How to successfully navigate the aged care discussion with a loved one

May 10, 2023
Having the aged care conversation with a loved one can be a challenging but necessary step in ensuring their wellbeing as they age. Source: Getty Images.

Having a conversation with a loved one about aged care can be a difficult and emotional experience. It may involve discussing the potential need for support, changes to living arrangements, and the management of finances and healthcare.

However, having this conversation is crucial to ensure that your loved one receives the care and support they need as they age. It can also provide peace of mind for both you and your loved one, knowing that plans have been put in place for the future. While it may be uncomfortable to initiate this conversation, it is an important step toward ensuring the best possible care for your loved one.

The family meeting

A family meeting might be with the entire family or just with your loved ones – every family is different.

The important part is that you have an opportunity to understand your loved ones needs and wishes so you can seek advice to start building an action plan and ensure the family has certainty in the path forward.

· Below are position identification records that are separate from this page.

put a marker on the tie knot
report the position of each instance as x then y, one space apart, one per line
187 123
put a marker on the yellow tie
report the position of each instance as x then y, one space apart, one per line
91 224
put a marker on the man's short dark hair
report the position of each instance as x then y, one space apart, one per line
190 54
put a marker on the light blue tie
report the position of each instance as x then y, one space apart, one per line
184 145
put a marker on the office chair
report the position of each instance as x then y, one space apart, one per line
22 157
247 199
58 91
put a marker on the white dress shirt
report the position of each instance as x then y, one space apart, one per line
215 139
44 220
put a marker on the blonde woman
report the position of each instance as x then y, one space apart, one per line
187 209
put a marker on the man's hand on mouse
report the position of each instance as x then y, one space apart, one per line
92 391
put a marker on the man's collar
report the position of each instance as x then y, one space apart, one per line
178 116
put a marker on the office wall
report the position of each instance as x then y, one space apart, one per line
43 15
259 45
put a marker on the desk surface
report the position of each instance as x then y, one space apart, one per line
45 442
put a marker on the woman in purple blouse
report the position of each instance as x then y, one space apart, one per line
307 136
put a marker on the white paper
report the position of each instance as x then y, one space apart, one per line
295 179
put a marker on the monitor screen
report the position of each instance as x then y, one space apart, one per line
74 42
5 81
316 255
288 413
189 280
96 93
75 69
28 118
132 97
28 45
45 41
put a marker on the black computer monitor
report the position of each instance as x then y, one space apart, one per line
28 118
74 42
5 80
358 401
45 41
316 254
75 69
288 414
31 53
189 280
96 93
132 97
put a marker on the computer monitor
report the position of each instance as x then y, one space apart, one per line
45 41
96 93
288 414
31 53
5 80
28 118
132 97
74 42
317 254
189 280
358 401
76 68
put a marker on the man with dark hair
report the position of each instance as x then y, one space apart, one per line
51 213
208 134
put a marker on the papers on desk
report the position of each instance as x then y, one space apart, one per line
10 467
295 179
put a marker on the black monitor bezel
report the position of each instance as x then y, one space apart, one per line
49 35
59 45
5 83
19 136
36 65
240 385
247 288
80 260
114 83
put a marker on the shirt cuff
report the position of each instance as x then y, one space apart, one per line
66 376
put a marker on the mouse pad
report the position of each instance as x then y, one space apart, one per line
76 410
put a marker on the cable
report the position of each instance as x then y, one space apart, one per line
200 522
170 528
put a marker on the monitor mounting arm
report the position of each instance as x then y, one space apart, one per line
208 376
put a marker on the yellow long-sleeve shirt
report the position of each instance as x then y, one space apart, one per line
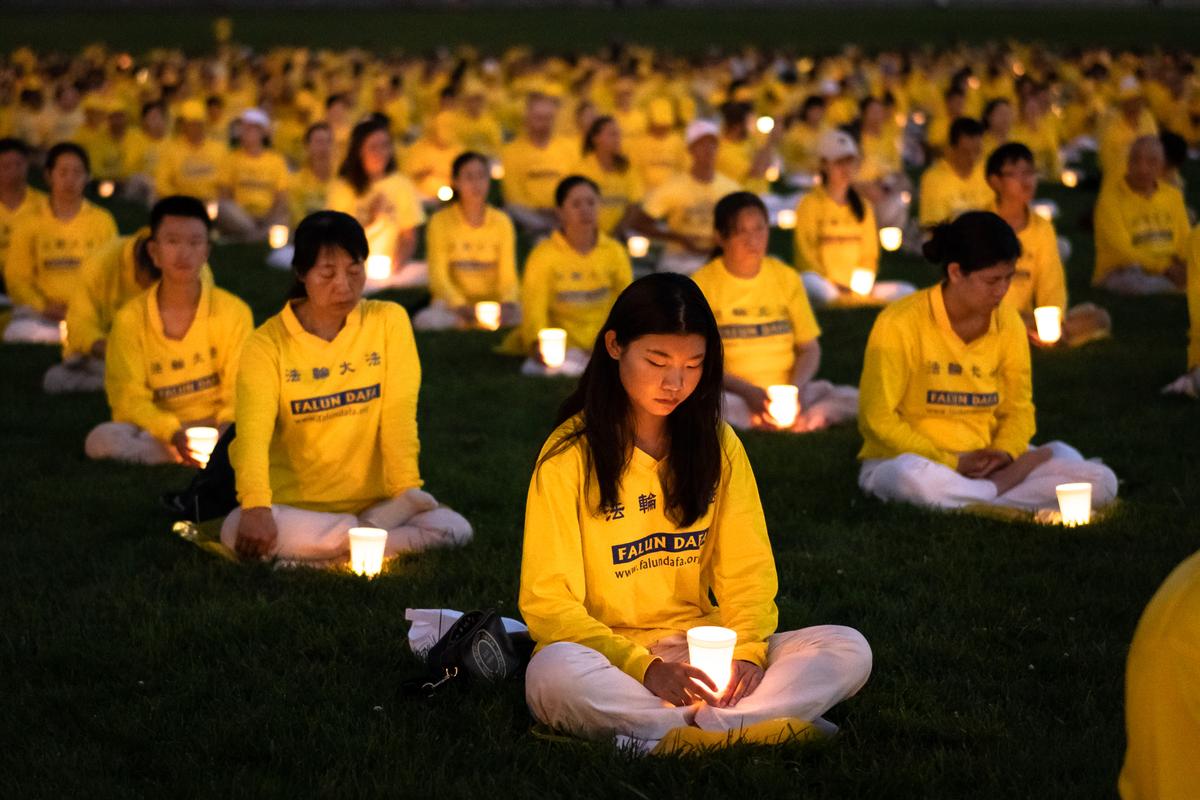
161 384
831 241
924 391
618 190
564 288
107 281
184 169
1041 278
46 253
31 203
1163 692
400 209
622 578
687 205
255 181
1194 299
469 264
531 173
328 426
761 319
1132 228
945 194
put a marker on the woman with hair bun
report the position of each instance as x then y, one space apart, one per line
946 400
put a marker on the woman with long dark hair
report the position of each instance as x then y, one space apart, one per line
947 392
327 415
642 510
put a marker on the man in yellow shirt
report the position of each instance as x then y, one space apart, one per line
1141 228
253 182
685 204
955 182
191 163
534 163
16 194
1163 693
172 358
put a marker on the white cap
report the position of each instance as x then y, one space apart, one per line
699 128
837 144
256 116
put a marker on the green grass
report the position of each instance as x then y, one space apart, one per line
136 665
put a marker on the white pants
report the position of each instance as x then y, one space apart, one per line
573 366
414 522
1137 281
577 690
822 404
437 317
915 479
81 373
681 263
125 441
30 328
823 292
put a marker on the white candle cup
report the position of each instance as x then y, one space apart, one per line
1074 503
639 246
552 346
711 648
277 236
784 404
487 314
201 443
1049 322
891 239
862 282
366 551
378 268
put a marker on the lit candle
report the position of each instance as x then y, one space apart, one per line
487 314
1074 503
891 239
1049 322
711 648
201 441
862 282
378 268
366 551
552 346
639 246
277 236
784 404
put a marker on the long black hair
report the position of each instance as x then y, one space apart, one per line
664 302
352 170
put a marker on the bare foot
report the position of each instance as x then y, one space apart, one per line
1009 476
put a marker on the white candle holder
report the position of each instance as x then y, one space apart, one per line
784 404
711 648
891 239
366 551
201 443
552 347
1049 323
487 314
862 282
1074 503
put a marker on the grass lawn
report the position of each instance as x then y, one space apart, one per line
137 665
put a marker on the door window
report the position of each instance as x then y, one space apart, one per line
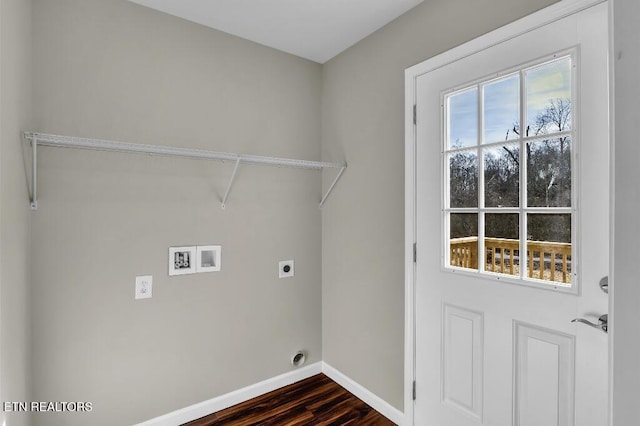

Even if your parents or loved ones don’t need extra support right now, it’s good to have a plan and understand their wishes when they do need that extra help.

If you are that older person in the conversation, it is crucial to make yourself heard while still maintaining your control and independence so you can participate in putting strategies in place.

At the end of the day, it can be an uncomfortable conversation. But making these big decisions for someone else once a crisis has occurred can be incredibly hard, especially if you don’t have a clear understanding of your parents’ or loved one’s preferences.

Planning and professional advice are the keys to quality care and effective decision-making. Your plan needs to consider strategies to ensure the home environment and care supports are appropriate and how to fund quality levels of care.

Handling conflicts

Emotional conflicts between family members can make the transition to Aged Care more distressing and potentially cause unnecessary friction between family members. However, a family meeting to plan for aged care can minimise future conflicts within your family.

A well-run family meeting can allow parents, children and other family members to discuss issues and preferences, express concerns and make decisions that work for your family as a whole. To assist with this, you may consider an independent third party to help facilitate the meeting. Someone who is objective but understands the aged care system can assist with arranging and running a family meeting to help everyone see the options more clearly.

When to start the Aged Care conversation?

If a crisis has occurred and your parents or loved ones can’t return home from the hospital, you are in crisis mode, and this is generally not the best time to be making life-changing decisions. So the earlier you have the aged care conversation, the better.

Planning ensures that parents are fully involved in the decision-making and removes some of the stress from other family members. With a well-organised plan in place, your family can respond more quickly and effectively when an event requiring a move to aged care occurs.

What to discuss?

By allowing your parents or loved ones to think about what is important to them and give you some instructions, you have something to guide you if you need to make choices for them in the future.

Understanding the steps to get that extra support can assist you to maintain your family members’ independence for longer.

As a carer of a loved one who needs additional help, seeing if you are eligible for government support with tasks, even as simple as cleaning, can significantly lift the emotional and physical load. Remember that there are resources available, and it is okay to seek help when you need it.

Professional advice

Seeking objective advice can help navigate the aged care system, identifying the information that is meaningful and relevant to your decisions. There is no denying that these conversations are challenging, but sooner or later these hard decisions may need to be made, and it is better to plan early when your loved ones can participate in the decision-making process and make their wishes clear.

Making an informed decision about aged care is incredibly important, as making the wrong decision can have far-reaching consequences for the whole family.

Aged care financial advice is a specialist area, and the rules constantly change, as do the available strategies. Seek out an accredited aged care adviser to ensure you get the most appropriate advice for your circumstances.


IMPORTANT LEGAL INFO This article is of a general nature and FYI only, because it doesn’t take into account your financial or legal situation, objectives or needs. That means it’s not financial product or legal advice and shouldn’t be relied upon as if it is. Before making a financial or legal decision, you should work out if the info is appropriate for your situation and get independent, licensed financial services or legal advice.